The Cloths of Heaven was taking shape. The sources of inspiration were normal and nothing spectacular of themselves. They did not come to me in a vision (though if this happens, great!). I did not have to visit an exotic location, or be exposed to extraordinary events. I was inspired, because I believed that EVERYTHING is potentially inspiring. My source of inspiration and the method I employ to use what happens around me, is unique to me, just as Anne Rice and Maeve Binchy each has her own source and method.
Okay, the inspiration was there. I had three characters, the pivot to the plot. I had the situation, and the environment, and I had the setting. Remembering what I had learned from reading How-to books on writing. I decided I wanted a character-based book, letting their psychological development steer the plot. I knew too, that for a book to come to life there is one element that cannot be omitted – the element of conflict. But there are several types of conflict. Inner conflict. Conflict between individuals. But, there is also the universal conflict of man against his surroundings. I was determined to incorporate all three.

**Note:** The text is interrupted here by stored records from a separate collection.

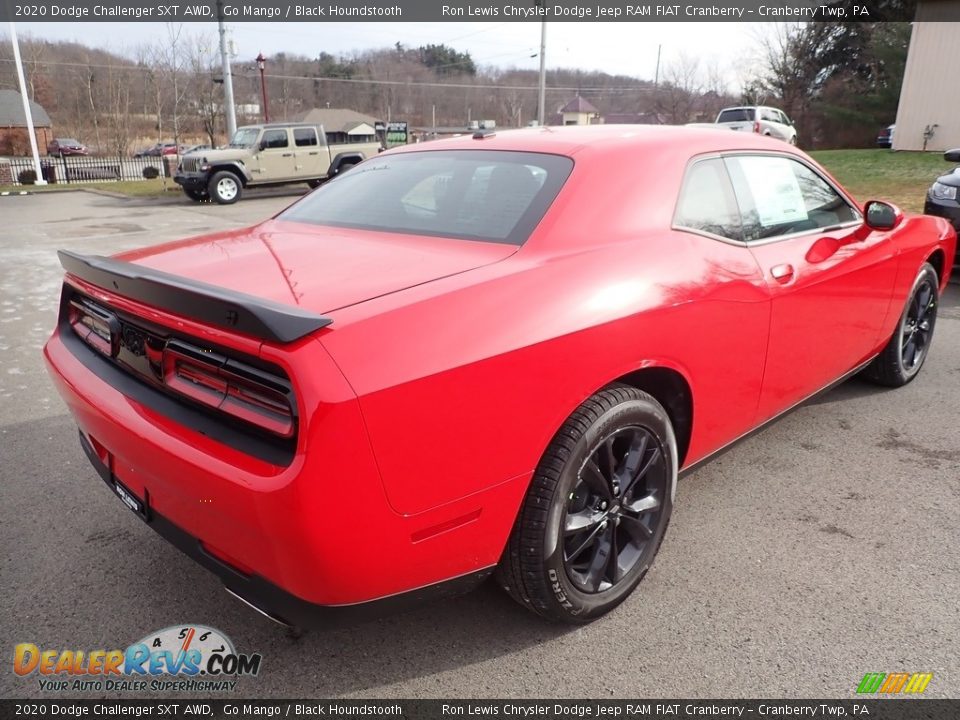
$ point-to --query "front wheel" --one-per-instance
(901, 359)
(224, 187)
(597, 509)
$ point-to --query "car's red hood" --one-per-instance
(318, 268)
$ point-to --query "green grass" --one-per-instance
(898, 177)
(130, 188)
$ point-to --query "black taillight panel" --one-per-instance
(243, 392)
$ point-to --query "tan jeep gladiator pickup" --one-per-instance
(271, 154)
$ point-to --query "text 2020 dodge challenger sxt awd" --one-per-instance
(492, 353)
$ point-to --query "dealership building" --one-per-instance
(928, 116)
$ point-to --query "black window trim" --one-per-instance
(814, 231)
(674, 225)
(316, 136)
(526, 226)
(285, 131)
(722, 155)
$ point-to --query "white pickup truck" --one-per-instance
(758, 119)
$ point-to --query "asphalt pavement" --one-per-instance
(823, 548)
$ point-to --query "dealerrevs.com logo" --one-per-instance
(180, 658)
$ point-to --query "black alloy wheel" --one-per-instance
(901, 359)
(614, 509)
(918, 323)
(596, 510)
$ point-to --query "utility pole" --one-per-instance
(261, 64)
(227, 75)
(541, 110)
(26, 105)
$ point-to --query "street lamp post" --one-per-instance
(261, 63)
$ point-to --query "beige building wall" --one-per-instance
(931, 91)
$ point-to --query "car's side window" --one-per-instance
(304, 137)
(274, 139)
(707, 203)
(781, 196)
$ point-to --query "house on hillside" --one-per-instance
(929, 111)
(342, 125)
(14, 138)
(580, 112)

And that would be the arms and legs, and the beating heart of this story.

Sunday, February 15, 2009

Article 1. The Embryo

So often we hear aspiring writers complain that they simply don’t have an interesting enough life to be inspired to write a novel, theirs is a humdrum, middle of the road, perhaps even boring existence, they groan. Often they criticise their own talents, suggesting that their language usage is childish or at least lacking any multi-syllabic words, and that their sentences are short, simplistic, and unimaginative.

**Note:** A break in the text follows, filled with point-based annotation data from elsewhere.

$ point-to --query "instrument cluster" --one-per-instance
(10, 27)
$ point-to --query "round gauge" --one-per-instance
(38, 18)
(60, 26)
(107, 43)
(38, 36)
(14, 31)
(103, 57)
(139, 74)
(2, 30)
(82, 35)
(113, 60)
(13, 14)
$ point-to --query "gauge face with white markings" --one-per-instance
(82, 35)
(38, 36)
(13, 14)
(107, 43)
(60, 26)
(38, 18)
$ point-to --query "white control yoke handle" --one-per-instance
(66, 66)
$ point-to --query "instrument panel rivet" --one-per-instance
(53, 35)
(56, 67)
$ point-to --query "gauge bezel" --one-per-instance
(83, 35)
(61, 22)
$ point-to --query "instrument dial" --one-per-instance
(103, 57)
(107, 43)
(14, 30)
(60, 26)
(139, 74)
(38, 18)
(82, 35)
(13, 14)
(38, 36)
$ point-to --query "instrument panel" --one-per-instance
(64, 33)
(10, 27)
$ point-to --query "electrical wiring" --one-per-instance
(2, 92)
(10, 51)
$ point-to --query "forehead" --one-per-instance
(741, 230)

I too, went through this stage of self-castigation, and often started on a story, only to trash it very quickly, sinking into despair that this deep-seated desire to write was a pipe dream. Did I suffer from delusions of grandeur? Was I perhaps living in a fantasy world, where my will to write would by magic give me the words, sentences and ideas to match my grand notions?

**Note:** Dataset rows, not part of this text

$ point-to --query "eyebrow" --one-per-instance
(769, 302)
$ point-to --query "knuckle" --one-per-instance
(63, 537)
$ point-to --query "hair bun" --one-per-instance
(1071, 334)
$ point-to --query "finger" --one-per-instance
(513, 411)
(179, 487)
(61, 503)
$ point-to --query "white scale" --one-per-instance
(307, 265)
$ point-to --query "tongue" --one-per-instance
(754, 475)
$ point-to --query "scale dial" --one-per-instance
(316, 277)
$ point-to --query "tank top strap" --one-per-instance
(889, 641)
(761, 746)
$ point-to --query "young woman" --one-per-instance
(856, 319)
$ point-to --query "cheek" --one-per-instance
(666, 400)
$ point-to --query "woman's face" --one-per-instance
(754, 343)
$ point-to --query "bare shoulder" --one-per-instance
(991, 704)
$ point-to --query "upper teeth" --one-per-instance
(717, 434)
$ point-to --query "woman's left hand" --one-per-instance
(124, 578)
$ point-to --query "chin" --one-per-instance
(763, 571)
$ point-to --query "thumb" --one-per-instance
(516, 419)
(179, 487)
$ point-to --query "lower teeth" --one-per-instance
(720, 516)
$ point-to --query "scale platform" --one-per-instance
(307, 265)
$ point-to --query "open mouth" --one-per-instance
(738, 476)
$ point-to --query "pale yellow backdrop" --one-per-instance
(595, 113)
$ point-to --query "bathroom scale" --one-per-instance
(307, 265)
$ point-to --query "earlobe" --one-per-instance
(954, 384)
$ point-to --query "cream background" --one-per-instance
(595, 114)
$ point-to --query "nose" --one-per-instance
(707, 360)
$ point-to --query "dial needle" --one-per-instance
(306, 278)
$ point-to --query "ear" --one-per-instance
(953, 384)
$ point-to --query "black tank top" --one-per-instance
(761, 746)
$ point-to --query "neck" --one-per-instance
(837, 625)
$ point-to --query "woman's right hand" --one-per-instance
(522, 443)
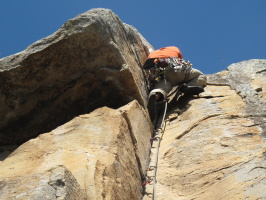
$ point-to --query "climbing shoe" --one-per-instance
(191, 90)
(152, 107)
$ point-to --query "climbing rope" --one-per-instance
(158, 135)
(161, 130)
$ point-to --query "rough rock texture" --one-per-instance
(57, 183)
(93, 60)
(216, 148)
(213, 146)
(106, 151)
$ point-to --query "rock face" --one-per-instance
(104, 154)
(92, 61)
(216, 148)
(79, 95)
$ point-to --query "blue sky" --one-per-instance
(212, 34)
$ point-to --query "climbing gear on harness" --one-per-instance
(191, 90)
(157, 71)
(152, 107)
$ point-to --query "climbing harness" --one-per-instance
(158, 70)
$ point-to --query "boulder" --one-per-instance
(101, 155)
(216, 148)
(93, 60)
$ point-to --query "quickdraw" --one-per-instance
(157, 73)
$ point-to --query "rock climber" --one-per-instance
(165, 69)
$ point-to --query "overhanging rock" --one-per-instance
(93, 60)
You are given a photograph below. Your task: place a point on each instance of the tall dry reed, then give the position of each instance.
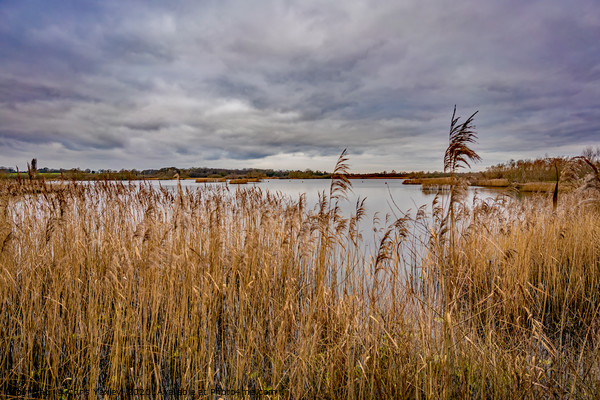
(111, 286)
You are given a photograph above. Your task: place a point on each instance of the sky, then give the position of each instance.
(290, 84)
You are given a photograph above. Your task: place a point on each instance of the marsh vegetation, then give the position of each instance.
(109, 285)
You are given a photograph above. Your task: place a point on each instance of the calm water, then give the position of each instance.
(382, 197)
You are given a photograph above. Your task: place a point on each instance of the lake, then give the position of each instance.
(382, 197)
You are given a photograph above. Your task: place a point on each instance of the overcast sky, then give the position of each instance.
(290, 84)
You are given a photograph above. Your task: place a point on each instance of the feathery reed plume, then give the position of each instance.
(458, 154)
(555, 194)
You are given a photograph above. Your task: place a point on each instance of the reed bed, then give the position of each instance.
(121, 287)
(500, 182)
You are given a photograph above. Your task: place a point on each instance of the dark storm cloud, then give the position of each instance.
(107, 84)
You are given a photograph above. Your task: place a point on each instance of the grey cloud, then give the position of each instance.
(141, 85)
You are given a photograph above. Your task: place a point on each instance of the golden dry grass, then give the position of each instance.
(107, 285)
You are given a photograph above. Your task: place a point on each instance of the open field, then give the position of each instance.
(109, 286)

I picked up a Maeve Binchy novel, then one by Anne Rice. I was fascinated by the difference in their approach. Maeve Binchy’s novel was firmly rooted in reality, in the mundane. Her work dealt with the everyday happenings in the lives of everyday people. Anne Rice on the other hand, describes the fantastic, the supernatural, and uses long, intricate sentences, and a flowery, romantic vocabulary to do so. Yet both are writers of merit, both are respected, and more than that, both earn a good living with their writing.
Why were both so successful, yet at the same time, so divergent? The answer was simple. They were true to their own personalities, and the source of their inspiration. I cannot imagine Maeve Binchy apologising for the subject matter, nor the style she chooses to give it form, and Anne Rice has us eating out of her hand, and believing completely in the existence of Lestat, her infamous vampire. She has us fall in love with him, desiring him as though he were a film star.
In short, no idea, no spark of inspiration is too trite to be used, as long as we use it well and stay true to our own personalities and our own styles. Had Maeve Binchy taken her idea and attempted to give it to us using Anne Rice’s style, then it would have jarred, and lost its power. By the same token, Anne Rice’s ideas would be lost if poured into Maeve Binchy’s mould.
So, using my discovery, I decided to take myself seriously, believe in myself, and have faith in the ideas that would come to me, however mundane they might seem initially.
And then the germ that was to grow and ferment into what became ‘The Cloths of Heaven’ came to me through the channels of my normal, middle of the road life, and through the experiences of those close to me. And when it came to me, I took it, and let it settle into the comfort of my mind, like an embryo bedding into the wall of the womb.
The process of division and multiplication had begun: the single idea separated and doubled and became two, then four then eight related ideas, and more, until the story unfolded and became the novel.